Re: Updated LOD Cloud Diagram - what is the message? from Christian Bizer on 2014-08-18 (public-lod@w3.org from August 2014)

From: Christian Bizer <chris@bizer.de>
Date: Mon, 18 Aug 2014 11:06:50 +0200
To: "'Giovanni Tummarello'" <g.tummarello@gmail.com>
Cc: "'Linking Open Data'" <public-lod@w3.org>
Message-ID: <15a901cfbac3$bef8a8f0$3ce9fad0$@bizer.de>
Hi Giovanni and all,

 

our goals in creating the new diagram were mostly empirical as we wanted to know ourselves and report how the Linked Open Data cloud has evolved since 2011.

 

So we don’t plan to push a specific message with the diagram, but I agree with you that the release of the diagram could be a good occasion for the community to discuss the possible messages/conclusions that one could draw from it and I would be happy if more people would comment on this.

 

My two cents to this discussion:

 

I think that it is hard to draw a single conclusion from the diagram, but that the conclusion depends on the specific requirements of each data consumer. 

 

If you build an application that requires DBpedia/YAGO/Freebase/UMBEL/Cyc-style general knowledge about entities, or you build an applications that requires geographic, live science, or linguistic data, the datasets can be quite useful for you and the fact that they are partly interlinked can save you quite some work as you need to invest less effort into integrating them yourself.

 

On the other hand, if you expect complete coverage of all datasets that are relevant to your domain of interest or perfect data quality and currency, the Web of Linked Data obviously does not deliver this yet and the question is of course if it will deliver this in the future.

 

Personally, I think it is quite interesting to compare the deployment of Microdata/RDFa/Microformats and Linked Data on the Web. We also investigated the deployment of Microdata/RDFa/Microformats  [1][2] and the comparison currently looks like this:

 

1.       The overall number of websites publishing Microdata/RDFa/Microformats is three orders of magnitude larger than the number of websites publishing Linked Data.

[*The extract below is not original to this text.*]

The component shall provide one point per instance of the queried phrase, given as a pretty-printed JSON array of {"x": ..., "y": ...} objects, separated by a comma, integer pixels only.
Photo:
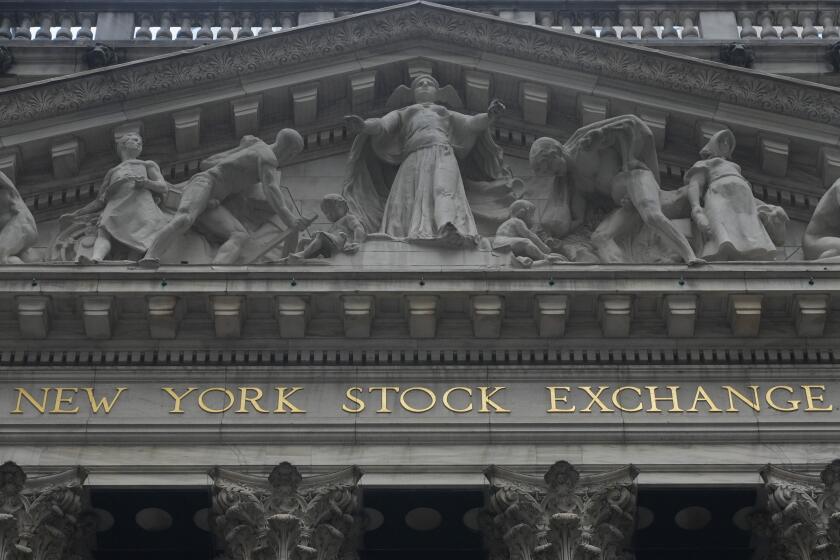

2.       Topic wise, Microdata/RDFa/Microformats markup covers products, reviews, businesses, addresses, events, people, job postings and recipes. While Linked Data covers much more specific data from domains such as e-government, libraries, life science, linguistics or geography. So there is not too much overlap between the data that is published using the two technologies.

3.       In the context of Microdata/RDFa/Microformats, data providers do not set links pointing at data items in other datasets. In the Linked Data context, data providers do set such links to a certain extend. Not setting links of course reduces the effort required for data publishers (you just need to add some semantic markup to the PHP template that renders your website and you are done). On the other hand without such links, using the data within applications is much more painful. For an example on how much effort it took to integrate some Microdata describing products from different websites, see [3] (we needed sophisticated information extraction techniques to generate features from the product names and descriptions and then sophisticated identity resolution techniques to guess which descriptions refer to the same product).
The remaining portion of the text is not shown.